Esta rápida visita a algumas ideias que a tradição nos legou no que diz respeito ao risco mostra que mesmo os mais atentos à efectividade deste e à necessidade de o dominar reconheceram que ele não é nunca eliminável. Mas ele aumenta exponencialmente, é claro, se nenhuma atenção lhe é prestada. Ora, uma das formas mais vulgares de não prestar atenção ao risco é aquela que consiste em confiar cegamente na mágica eficácia das nossas ideias sobre a realidade, em crer que um plano perfeito e muito certinho conduz sem desvios à justiça e à felicidade. Sabemos no que isso dá. Aí, o fracasso não é apenas uma possibilidade sempre verosímil. É mesmo uma certeza absoluta. Substituindo ao corpo-a-corpo com a realidade, com aquilo que nos põe em causa, um mundo imaginário despido de atritos e supostamente dotado de uma eficácia prática à prova de bala, o que resulta é fatalmente a catástrofe.
Por isso, a atenção ao risco é de longe preferível, e, somando tudo, um bom critério de orientação política.
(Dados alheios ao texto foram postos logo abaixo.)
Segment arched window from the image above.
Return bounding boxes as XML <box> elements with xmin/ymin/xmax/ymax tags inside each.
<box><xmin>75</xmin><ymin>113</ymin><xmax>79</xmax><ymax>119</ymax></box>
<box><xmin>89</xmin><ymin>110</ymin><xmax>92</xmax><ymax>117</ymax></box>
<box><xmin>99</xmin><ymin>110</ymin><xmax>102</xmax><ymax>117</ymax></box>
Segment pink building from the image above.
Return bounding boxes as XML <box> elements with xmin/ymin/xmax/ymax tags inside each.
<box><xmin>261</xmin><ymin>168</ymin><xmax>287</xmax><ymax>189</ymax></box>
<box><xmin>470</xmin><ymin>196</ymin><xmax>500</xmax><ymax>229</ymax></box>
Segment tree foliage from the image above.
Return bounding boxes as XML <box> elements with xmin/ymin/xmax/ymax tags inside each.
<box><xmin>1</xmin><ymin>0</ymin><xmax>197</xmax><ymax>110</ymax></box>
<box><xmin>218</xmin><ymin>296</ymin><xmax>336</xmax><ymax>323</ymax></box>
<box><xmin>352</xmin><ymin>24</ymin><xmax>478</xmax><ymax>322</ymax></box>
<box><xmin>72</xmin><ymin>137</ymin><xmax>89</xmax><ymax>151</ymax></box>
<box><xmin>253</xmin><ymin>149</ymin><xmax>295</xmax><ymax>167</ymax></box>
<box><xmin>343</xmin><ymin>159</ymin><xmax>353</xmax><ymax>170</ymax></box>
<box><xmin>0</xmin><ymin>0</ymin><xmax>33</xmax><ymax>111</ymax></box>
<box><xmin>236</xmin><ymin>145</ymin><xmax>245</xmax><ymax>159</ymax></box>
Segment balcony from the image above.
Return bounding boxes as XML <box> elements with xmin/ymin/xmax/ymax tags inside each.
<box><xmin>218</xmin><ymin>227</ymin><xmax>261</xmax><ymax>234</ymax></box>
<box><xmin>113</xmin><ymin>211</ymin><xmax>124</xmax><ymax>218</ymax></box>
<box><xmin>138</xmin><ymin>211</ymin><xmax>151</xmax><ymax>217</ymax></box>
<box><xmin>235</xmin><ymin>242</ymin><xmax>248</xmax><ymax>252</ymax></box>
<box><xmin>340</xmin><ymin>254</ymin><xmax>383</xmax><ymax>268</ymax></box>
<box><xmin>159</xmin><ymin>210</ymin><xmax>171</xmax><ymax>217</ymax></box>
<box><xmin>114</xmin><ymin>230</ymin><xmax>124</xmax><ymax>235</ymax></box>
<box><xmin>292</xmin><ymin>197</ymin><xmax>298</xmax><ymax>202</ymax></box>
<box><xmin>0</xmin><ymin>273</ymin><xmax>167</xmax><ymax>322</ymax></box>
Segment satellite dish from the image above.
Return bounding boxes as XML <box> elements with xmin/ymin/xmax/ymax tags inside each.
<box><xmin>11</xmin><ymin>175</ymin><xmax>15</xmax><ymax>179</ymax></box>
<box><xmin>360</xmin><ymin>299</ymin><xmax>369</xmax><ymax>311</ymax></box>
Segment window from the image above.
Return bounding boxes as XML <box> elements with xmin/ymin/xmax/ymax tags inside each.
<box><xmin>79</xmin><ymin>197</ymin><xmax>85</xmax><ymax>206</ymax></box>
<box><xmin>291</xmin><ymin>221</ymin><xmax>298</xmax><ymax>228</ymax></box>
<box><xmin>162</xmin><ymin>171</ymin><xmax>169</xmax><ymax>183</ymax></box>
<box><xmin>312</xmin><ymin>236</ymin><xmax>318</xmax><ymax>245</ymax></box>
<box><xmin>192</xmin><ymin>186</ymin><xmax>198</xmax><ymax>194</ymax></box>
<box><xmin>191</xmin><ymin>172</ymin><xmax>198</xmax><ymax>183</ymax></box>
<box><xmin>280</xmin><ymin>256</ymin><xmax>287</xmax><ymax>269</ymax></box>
Não que o risco possa ser eliminado: obviamente não pode. Mas pode, de alguma maneira, ser objectivado, e, como tal, relativamente controlado. Não temos medidas precisas, rigor matemático, em matéria política. Mas convém, mesmo assim, e tal é possível, garantir algum espaço para o cálculo e a deliberação. A temerária desatenção ao risco retira esse espaço todo. Põe-nos inteiramente à mercê dos outros. O mundo é já de si arriscado. Não convém, por ideologia, torná-lo ainda pior. Parece algo a ter em conta quando se elege alguém para nos governar. Porque alguns têm, por princípio, essa atenção, e outros, por princípio, não. Quando tudo parece improvisação, é sinal claro que não a têm.